Kreuzweg 2020 Epilog – Karfreitag

Gott bewahrt sein Gesicht und zeigt es uns

Zum Bild:
Diese mit Licht überwältigende Ikone geht zurück auf das Motiv des Schweißtuches von Manopello.
Im Leben Jesu, durch das Kreuz besiegelt, bestätigt und verewigt durch die Auferweckung zeigt Gott uns sein Gesicht: Das Gesicht des Mit-Menschen Jesus. Da verbinden sich die Menschenwürde Jesu und die würde Gottes: Er ist nun der HERR. Und seine Herrlichkeit des Lebens leuchtet hinein in unser oft armseliges Leben.

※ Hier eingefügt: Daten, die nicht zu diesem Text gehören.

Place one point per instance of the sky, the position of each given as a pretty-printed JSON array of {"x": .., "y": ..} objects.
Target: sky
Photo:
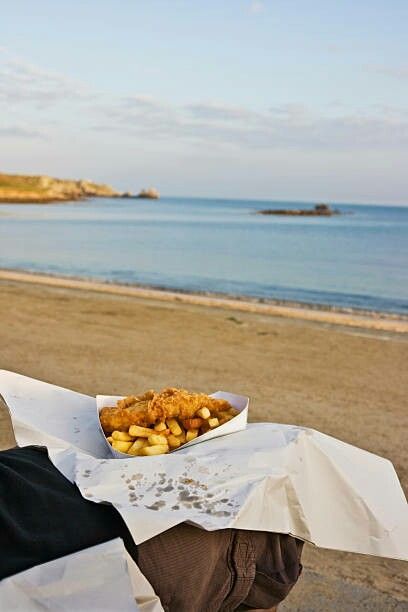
[{"x": 264, "y": 99}]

So wird das Betrachten einer Ikone zu einer Art persönlichem Gottesdienst.

Aus der Bibel:
Der HERR segne dich und behüte dich;
der HERR lasse sein Angesicht leuchten über dir
und sei dir gnädig;
der HERR hebe sein Angesicht über dich und gebe dir Frieden.

(4.Mose 6,24-26)

Zum Nachdenken:
Ich sehe dich.
Du bist im Zentrum,
Du bist die
Mitte,
Du bist im Licht.
Ich sehe den Glanz, der Dich umgibt.

Ich stehe Dir gegenüber.
Ich ahne, wer Du bist,
was Du bist und wo.
Ich sehe Herrschaft und Herrlichkeit.
Ich sehe Blut, Schweiß und Tränen.

Ich sehe den Aufrechten und Glaubenden,
ich sehe den Unterdrückten und Zögernden.
Ich sehe den, der empfangen wurde mit Freude und Jubel,
und der bald darauf verurteilt wurde, gequält und getötet.

Ich sehe Deine Augen.
Ich sehe die erschöpfte Näherin in Bangladesh,
den gefolterten Christen in Afghanistan
und sterbende Kindersoldaten im Kongo.
Ich sehe Dich, Jesus.
Leidend und mitleidend.

Ich sehe Güte.
Ich sehe das Gute, das Du bist.
Ich sehe, was sich spiegeln soll von Dir in mir,
in meinen Augen, in meinem Leben.
Denn ich bin Mensch.
Ich bin geschaffen als Gottes Ebenbild.
Ob ich reich bin oder arm,
ob groß oder klein, dick oder dünn,
weiß oder schwarz,
ob ich hier lebe oder woanders –
ich bin Dein.

Ich stehe Dir gegenüber.
Ich sehe genau hin.
Damit ich so sein kann,
damit ich so Mensch werden kann,
wie Du mich gemeint hast.

Zum Beten:
Jesus,
wir sind Deinen Weg mitgegangen.
Du willst uns begegnen,
unseren Weg mitgehen,
Du willst uns mit Deiner Liebe Kraft geben.

Wir bitten Dich:
lass uns spüren, was das heißen kann
und mach uns stark für andere.
Wir bitten Dich für die Erschöpften,
die Geschlagenen, die Gemobbten,
die Traurigen, die Einsamen,
die Verletzten,
die Gestorbenen und die Lebenden.
Lass sie den Glanz Deiner Liebe ahnen,
schenke ihnen Deine Kraft für ihr Leben.
Amen.


Ein Lied:

Korn, das in die Erde, in den Tod versinkt,
Keim, der aus dem Acker in den Morgen dringt –
Liebe lebt auf, die längst erstorben schien:
Liebe wächst wie Weizen und ihr Halm ist grün.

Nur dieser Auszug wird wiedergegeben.